Non stiamo affermando che, come direbbe L. Lubrosky emerito psicoanalista e studioso del processo psicoterapeutico, quel dato Tema Relazionale Conflittuale Centrale scompaia del tutto; piuttosto ciò che cambia nel soggetto è la modalità di risposta ad un dato contesto relazionale, il livello di sofferenza che gli procura e l'intensità o modalità della sua reazione patologica.
A livello neurologico potremmo dire che quella rete neurale probabilmente non si auto-distrugge piuttosto cambia forma, si modifica e con essa anche i livelli di pensiero, sentimento e azione che ne derivano.

Cambiare in terapia

Per rispondere alla domanda iniziale occorre, dunque, porsi ad un livello meta; solo così possiamo, infatti, comprendere come un cambiamento psicologico altro non sia che l'epifenomeno di un cambiamento avvenuto a livello inferiore, biologico inteso in senso ampio.

Nell'ambito più propriamente psicoanalitico si è soliti affermare che un paziente è cambiato quando le rappresentazioni mentali di sé e dell'altro sono cambiate, quando attraverso la ri-narrazione della sua storia è stato in grado di co-costruire assieme al terapeuta una nuova interpretazione, una ri-narrazione appunto, di quanto accadutogli in passato.

Ma cosa significa che un paziente, alla fine di un'analisi, è stato in grado di attribuire "nuovi significati"?

Ecco che anche in questo caso quando sosteniamo che attraverso la psicoterapia il soggetto impara a ridefinire, a guardare con occhi diversi ad una data relazione o ad un dato evento, passato, presente o immaginato nel futuro, non stiamo parlando di un qualcosa di completamente avulso da una dimensione più strettamente neurobiologica, tutt'altro.

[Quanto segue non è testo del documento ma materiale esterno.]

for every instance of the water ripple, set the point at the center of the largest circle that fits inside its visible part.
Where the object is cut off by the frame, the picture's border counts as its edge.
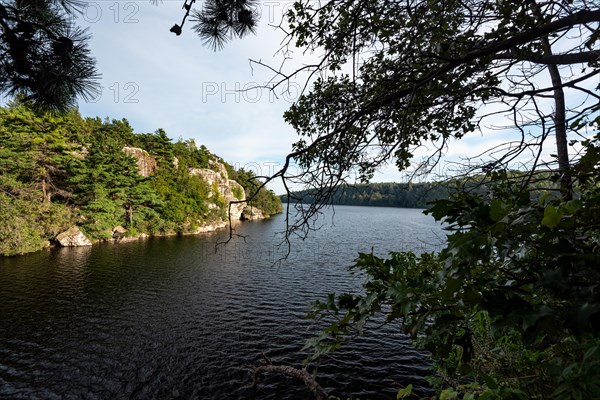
(168, 318)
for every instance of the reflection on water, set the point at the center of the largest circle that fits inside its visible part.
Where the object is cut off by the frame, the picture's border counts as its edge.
(167, 318)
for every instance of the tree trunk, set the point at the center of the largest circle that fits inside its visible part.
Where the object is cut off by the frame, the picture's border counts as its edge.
(560, 125)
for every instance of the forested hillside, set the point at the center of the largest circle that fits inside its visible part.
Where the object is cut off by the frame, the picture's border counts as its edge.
(382, 195)
(62, 170)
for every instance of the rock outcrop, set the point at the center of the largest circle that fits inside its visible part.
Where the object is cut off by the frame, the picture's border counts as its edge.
(250, 213)
(73, 237)
(145, 162)
(229, 189)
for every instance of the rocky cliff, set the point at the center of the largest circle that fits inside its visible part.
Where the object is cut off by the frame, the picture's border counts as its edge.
(216, 175)
(145, 162)
(228, 188)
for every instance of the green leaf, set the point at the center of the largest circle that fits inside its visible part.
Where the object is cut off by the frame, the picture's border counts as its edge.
(404, 393)
(551, 217)
(448, 394)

Parlare di cambiamento psicologico e cambiamento biologico significa esprimersi a partire da livelli di realtà diversi ma non parlare di realtà differenti.

È come se osservassimo uno stesso fenomeno da due punti di vista diversi, l'uno più interno, l'altro più esterno, macro e micro.
L'oggetto osservato è il medesimo e tutte le volte in cui ci interroghiamo sul se e come sia possibile cambiare in terapia è importante tenerlo bene a mente.

Si tratta, dunque, soltanto di livelli, di prospettive differenti.
Ed ecco perché quando molti affermano che "con la psicoterapia non si cambia" viene spesso da rispondere "allora significa che non siamo mai in grado di cambiare", perché quello che accade durante un percorso terapeutico per certi versi non è molto diverso da quello che accade nel corso della vita di tutti i giorni.

Impariamo, sperimentiamo oppure ripetiamo sempre gli stessi errori, facciamo sempre le stesse cose: alla fine, in tutti questi casi si tratta sempre di circuiti di attivazione neurali che rimangono stabili o viceversa si modificano, cambiano, evolvono e noi con loro.

Il cambiamento terapeutico come qualsiasi altra forma di cambiamento, altro non è che una diversa espressione di una modificazione biologica.
E fare una simile affermazione non significa ridurre il mentale al fisico: "la parziale spiegazione della complessità per mezzo di qualcosa che è meno complesso non significa impoverimento".

Piuttosto significa elevare corpo e mente ad un livello in cui finalmente si riconosce la loro profonda interconnessione, il loro legame inscindibile troppo a lungo ignorato e che così come può essere fonte di grandi sofferenze allo stesso tempo, e per fortuna, può essere fonte di grandi gioie e risorsa di importanti cambiamenti.